Imagem retirada daqui
Lembrei-me de tudo isto ao ler esta notícia - La CE tacha de "realmente insatisfactorio" el número de pasajeros de algunos AVE (A Comunidade Europeia classifica de "realmente insatisfatórios" os números de passageiros de alguns AVE (nome por que são conhecidos os comboios de Alta Velocidade em Espanha)).

Segundo a notícia, um deputado espanhol catalão da CiU, Ramon Tremosa,  intervindo  no plenário do parlamento europeu na presença do comissário europeu dos Transportes, Siim Kallas, afirmou que "um em cada quatro dos trajectos do AVE só transporta um passageiro por dia" (!) e que estações servidas pelo AVE como Tardienta, Huesca, Calatayud, Antequera, Puertollano, Cuenca, Utiel-Requena o Puente Genil não recebem mais do que um ou dois passageiro por dia (!).

Em resposta, Siim Kallas terá reconhecido que a exploração de alguns troços é "realmente insatisfatória" ainda que a sua análise se deva fazer ao longo de um horizonte de longo prazo: "Nas análises custo-benefício do comboio de alta velocidade em Espanha têm-se em conta pelo menos vinte a vinte e cinco anos de actividade." Por outro lado, afirmou ainda, "as análises de custo-benefício devem considerar não apenas a rentabilidade financeira, como também a rentabilidade económica no conjunto do país e da União Europeia". Acresce que, segundo o comissário, "na avaliação da rede espanhola de alta velocidade, se deve considerar o valor acrescentado europeu resultante de la integração da Península Ibérica na rede RTE-T através de linhas interoperáveis aptas para o tráfico misto [passageiros e mercadorias]". (Itálicos meus.)

E eis assim novamente, com ligeiras cambiantes, o pleno funcionamento do método de "avaliação do melão". No caso, para tentar confundir o pagode nada como invocar o argumento "definitivo" da suposta supremacia do "económico" sobre o "financeiro" o que, no contexto da despesa pública, apenas significa que são irrelevantes as contas de exploração de um qualquer empreendimento público que pode assim juntar-se a todos os outros investimentos (?) que mais não são que gigantescos empreendimentos de destruição (consumo) de capital por mera decisão de um qualquer político que quer deixar "obra". E dívida, claro.

4 comentários:

JS disse...

"... por mera decisão de um qualquer político que quer deixar "obra"."

E que foi ou conivente, ou -na melhor das hipóteses- aldabrado por quem tem os cordelinhos na mão.
Ou seja: ou vigarista ou imbecil.
Vislumbra-se outra hipótese mais benigna?.

Floribundus disse...

é fácil gastar o dinheiro dos outros.

acreditava que o grupo cultural e recreativo ratton
pretendia que o MONSTRO se passeasse num andor suportado pela economia dos neocons

pensava, na minha ignorância, que ratoneiro derivava das palavras ratton ou largo dos ratos,

mas fiquei esclarecido

BC disse...

Não tenho uma visão tão pessimista dos políticos.
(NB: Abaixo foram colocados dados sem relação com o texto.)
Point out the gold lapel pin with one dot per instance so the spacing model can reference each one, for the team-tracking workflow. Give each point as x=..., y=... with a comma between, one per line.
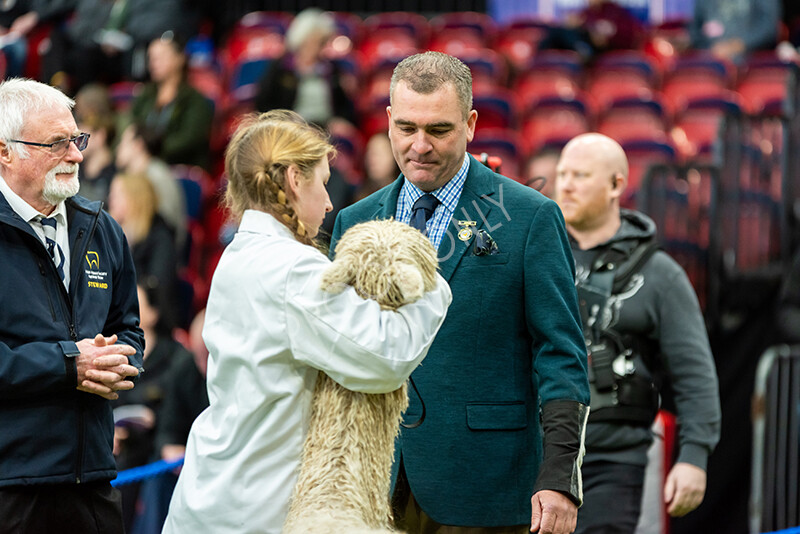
x=465, y=232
Acho que alguns fazem "obra" de boa fé e no interesse do país. O problema é que são maus gestores. E o problema da má gestão no Estado é ser feito com o dinheiro confiscado em impostos e nunca ter consequências para os decisores quando corre mal.

Como ilustra bem o texto faz-se e depois logo se vê o que acontece.

Eduardo Freitas disse...

Problema que se me afigura insanável, matéria a que o blogue se irá dedicar com particular afinco.